En Brasil, no se dice «esposa» y «marido» después de una pomposa ceremonia legal, sino cuando uno se siente casado con el corazón. Esa sensación ceremoniosa había prendido en Tristão e Isabel después de pasar una noche juntos en la total oscuridad de la chabola de Úrsula.

Euclides dijo con gran cuidado y manteniendo la cara inmóvil:

—No estamos acostumbrados a esos presentes, las bestias como nosotros estamos a salvo en general de las operaciones de la culpa burguesa. Marx dice que una enfermiza filantropía es peor que una saludable opresión directa, que al menos alerta a la clase trabajadora sobre la guerra que existe. Discúlpanos, Isabel, si somos groseros.

—Simula que robaste el candelero —le dijo Isabel, con tono frívolo— si eso satisface tu sentido del honor. —Comprendió que existía rivalidad entre los medio hermanos, y también celos por ella, en parte porque Eudóxia había esquivado a ese miope y filosófico hijo de la pobreza, lo que había quebrado la reciprocidad fraterna—, Euclides, discúlpame por haberte quitado a Tristão.

En la playa parecemos libres, desnudos, ociosos y absolutos, pero de hecho nadie está libre de la costumbre de sus propias circunstancias; todos somos ramitas de algún arbusto, y ganar a una esposa significa perder a un hermano.

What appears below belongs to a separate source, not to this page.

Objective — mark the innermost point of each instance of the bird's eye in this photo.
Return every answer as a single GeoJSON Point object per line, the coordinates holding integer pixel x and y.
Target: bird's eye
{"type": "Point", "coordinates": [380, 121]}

—Ahora abrazaos —dijo a los hermanos, y luego sólo a su amado—: Debemos irnos. —A continuación agregó, dirigiéndose a Úrsula—: Guarde mi regalo, si lo prefiere, y encienda una vela para que no volvamos en una noche oscura.

—Hay demasiados coños en Brasil —refunfuñó Úrsula, como si con eso quisiera explicar su pobreza y su vergonzosa disposición a aceptar este pago por su hospitalidad.

Nadie se interpuso cuando salió la pareja, aunque la abuela, enfadada porque no le hacían caso, montó una pequeña conmoción profética.

—Mala suerte, mala suerte —chillaba—. Huelo a mala suerte inminente. Huele a jardín, huele a selva. ¡La vieja selva retorna y se comerá a los pobres! ¡Que Oxalá tenga piedad!

Fuera de la chabola, en un burdo banco sobre la tierra apisonada, entre chorritos lechosos de aguas residuales, la pareja robusta tomaba el sol. Tristão los presentó como primos, quienes en los tiempos gloriosos de Kubitschek habían representado en público el acto sexual en una de las

boîtes del distrito de Lapa, cerca del antiguo acueducto. Dos veces por velada, y tres las noches de los fines de semana, alcanzaban el orgasmo sobre un escenario ferozmente iluminado, ante un público gritón que los aturdía. De pronto, aparentemente, habían envejecido demasiado para que esta proeza fuese interesante a los ojos ajenos y ahora aguardaban allí a que cambiara su fortuna. Su expresión era afable, arrugada, descomprometida, como la de los verduleros en el mercado, expectante y amable aunque sin presionar. Con un estremecimiento interior, Isabel se preguntó si ella y Tristão terminarían igual, desvanecida tanta dicha sexual como un arco iris en el rocío marino. Mientras bajaban de la mano por la empinada ladera, el mar se extendía enorme ante ellos —un peto de metal destellante— y oyeron en derredor, funcionando con electricidad robada, la seductora cháchara confiscada de muchos televisores.